Watching Marianne bear down through another pain, he felt drops of sweat roll down his back and his hand squeezed in a bone-crushing grip that defied possibility. Her strength was amazing! Hell, all women were amazing in their ability to create new life. The notion they were considered “the weaker sex” was sheer idiocy in his view. Maybe men who held such beliefs should present themselves at a birth and see if their opinions might not merit drastic revision.
He exhaled in relief when the birth-pain eased and she flopped back against him and the pillows that propped her. Marianne was set up in her bed, and he at her side, bracing her through every gripping contraction, and despite doctors’ and midwives’ disinclination to allow a father into a birthing room, he was going nowhere.
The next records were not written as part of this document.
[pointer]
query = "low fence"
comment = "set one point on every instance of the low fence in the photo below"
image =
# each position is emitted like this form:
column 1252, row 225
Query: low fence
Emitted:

Marianne wanted him, and he’d promised, so he was here for the duration. She so rarely asked for anything, that when she did so, he was more determined than ever to give her what she wanted. “So brave, mia cara.” He blotted the sweat and tears away and whispered at her ear. “That’s another done.” He pressed his lips to her damp brow. “You’re so strong. Breathe deep now, before the next one comes.” He looked helplessly at Dr. Winslow, who arched a brow at him as if to say, “I’d really like it if you took your irritating arse out of here.” Darius just shook his head in a definitive “no.”
“Thirsty…” Marianne panted, breaking through the tension and meeting his eyes, bringing him back to her.
“Of course, cara.” He held a glass of water to her lips, trying to hurry before the next pain took hold. In less than two swallows she was seized by another contraction—the biggest one so far. She bit out an agonized cry that rent his heart to further shreds.
Dr. Winslow perked up, but retained his steady calm. “Ah. There it is. The head, I can see the head now. Mrs. Rourke, time to push. Now, my dear. Hard as you can. Your baby wants to meet you,” he sang. “Mr. Rourke, sit her up please…”
What followed next was the hardest thing he’d ever had to witness, but would not have missed for anything in the world. Holding her upright and steady, he endured every cry and forceful push and streaming tear, hating that she must suffer so, and wishing he could bear it for her.
But their reward came in due time. Those last few moments of Marianne’s intense pain evaporated into greatest joy when Dr. Winslow proclaimed, “Congratulations! You have a son.”